Strips SQL comments and string literals from a SQL string so that downstream checks (keyword scanning, table scanning) are not confused by content embedded inside comments or literals.

This is a shared utility used by SqlValidator and TableGate to avoid duplicating comment- and literal-stripping logic. All methods are module-level and stateless — pass a SQL string in, receive a stripped string out.

Examples:

Strip comments only

SqlNoiseStripper.strip_comments("SELECT 1 -- pick one\nFROM t")
# => "SELECT 1 \nFROM t"

Strip literals (PostgreSQL dialect)

SqlNoiseStripper.strip_literals("SELECT 'it''s ok' FROM t")
# => "SELECT '' FROM t"

Strip literals (MySQL dialect — backslash escapes)

SqlNoiseStripper.strip_literals("SELECT 'it\\'s ok' FROM t", dialect: :mysql)
# => "SELECT '' FROM t"

Constant Summary collapse

LINE_COMMENT =

Strips SQL line comments (-- ...) and block comments (/* ... */). Line comments are stripped to (but not including) the newline so that newline-separated statement structure is preserved for callers that check for multiple statements.
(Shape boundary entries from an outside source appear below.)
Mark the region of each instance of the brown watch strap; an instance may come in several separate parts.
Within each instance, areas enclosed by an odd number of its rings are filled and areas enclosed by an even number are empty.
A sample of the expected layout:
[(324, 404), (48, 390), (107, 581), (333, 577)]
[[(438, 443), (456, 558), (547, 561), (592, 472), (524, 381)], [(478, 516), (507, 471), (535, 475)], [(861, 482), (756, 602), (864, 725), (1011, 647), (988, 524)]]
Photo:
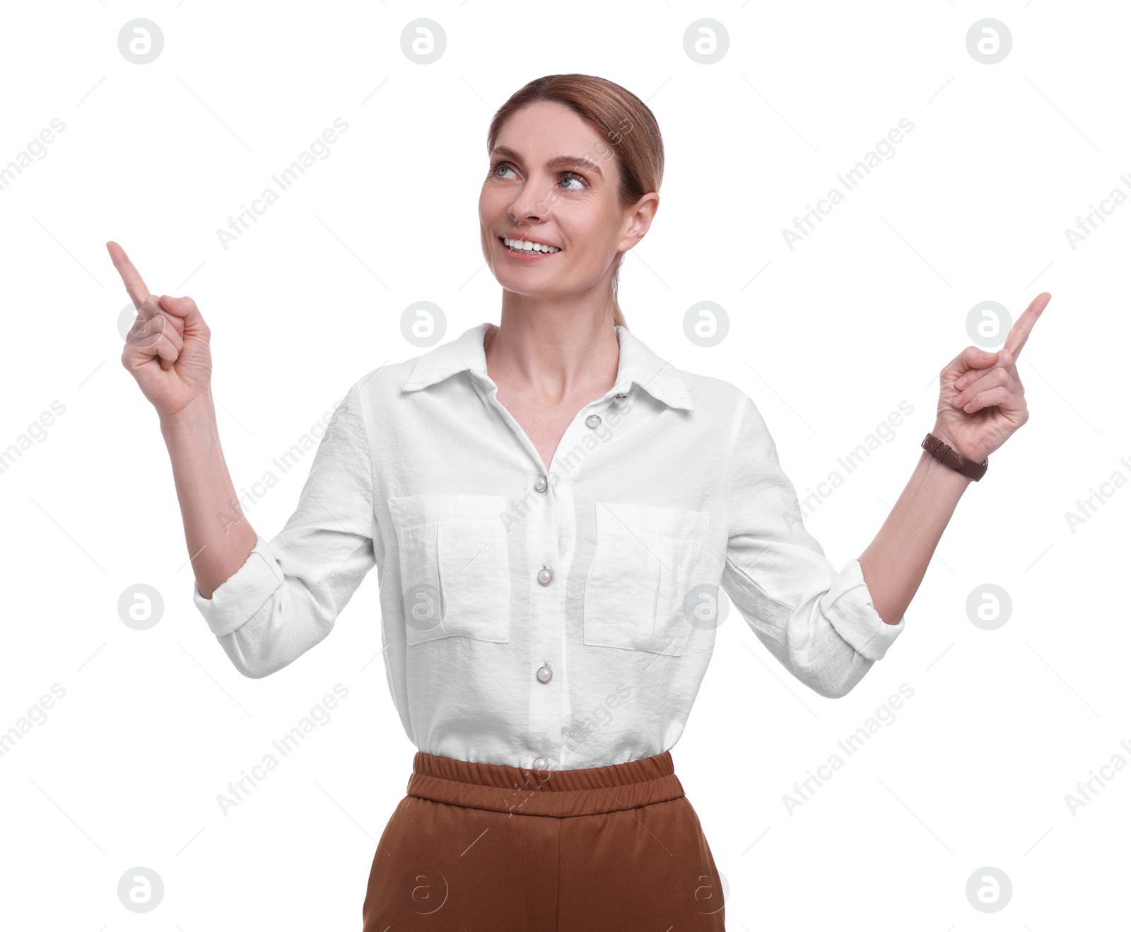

Block comments are non-nested — real SQL engines do not support nested block comments, and neither does this stripper.

Returns:

  • (String)

    a new string with all SQL comments removed

/--[^\n]*/
BLOCK_COMMENT =
%r{/\*.*?\*/}m
DOLLAR_QUOTED =

Strips single-quoted string literals and (for the :postgres dialect) PostgreSQL dollar-quoted string literals from a SQL string, replacing each with an empty '' placeholder so that the structure of the SQL is maintained for subsequent checks.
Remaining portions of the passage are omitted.